README.md

- [BubbleGun](#bubblegun)
  * [Installation](#installation)
  * [Example graph](#example-graph)
  * [Usage and Subcommands](#usage-and-subcommands)
    + [bchains](#bchains)
    + [chainout](#chainout)
    + [compact](#compact)
    + [biggestcomp](#biggestcomp)
    + [bfs](#bfs)
    + [gamdigest](#gamdigest)

# BubbleGun

A tool for detecting Bubbles and Superbubble chains in graphs.
Takes as input a GFA file and output a JSON file with information about bubble chains and nested chains inside superbubbles.

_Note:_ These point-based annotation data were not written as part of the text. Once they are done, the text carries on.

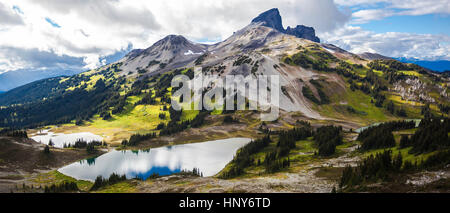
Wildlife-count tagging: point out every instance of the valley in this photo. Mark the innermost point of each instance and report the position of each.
(315, 145)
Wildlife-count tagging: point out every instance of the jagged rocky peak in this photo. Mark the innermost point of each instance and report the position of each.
(272, 19)
(173, 41)
(302, 31)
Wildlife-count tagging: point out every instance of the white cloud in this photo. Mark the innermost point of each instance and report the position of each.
(8, 16)
(92, 29)
(363, 16)
(378, 9)
(393, 44)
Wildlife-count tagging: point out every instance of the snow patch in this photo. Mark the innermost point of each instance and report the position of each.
(189, 52)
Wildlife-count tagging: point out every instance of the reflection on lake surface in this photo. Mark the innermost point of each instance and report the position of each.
(59, 139)
(209, 157)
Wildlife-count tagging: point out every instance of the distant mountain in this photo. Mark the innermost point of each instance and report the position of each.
(440, 65)
(272, 19)
(318, 81)
(12, 79)
(373, 56)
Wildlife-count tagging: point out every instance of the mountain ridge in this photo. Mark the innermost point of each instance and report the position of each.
(272, 19)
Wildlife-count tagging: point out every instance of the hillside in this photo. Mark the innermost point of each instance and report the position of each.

The tools has function also to compact the graph, extract certain chains and neighborhoods in the graph for downstream analysis of the bubbles.

## Installation

BubbleGun can be installed using the setup scrip
```
python3 setup.py install
```
This will also download the needed dependencies and creat a callable entry point for the tool and it should be added to the path, so `BubbleGun` can be called anywhere to get the CLI and then be used.

Also `pip -e .` can be used for the setups. However, for some reason it doesn't always install the dependencies but the previous method always install dependencies. Anyway, there are only two dependencies that can easily be install with pip too.

## Example graph
![alt text](images/drawing_new.png)

The graph above represents a bluntified (overlaps removed) of a de Bruijn graph with *k*-mer size of 9.
These 4 sequences are traced with the different dotted lines in the graph, and they construct a bubble chains of 3 bubbles.
2 simple bubbles and 1 superbubble with a nested simple bubble inside.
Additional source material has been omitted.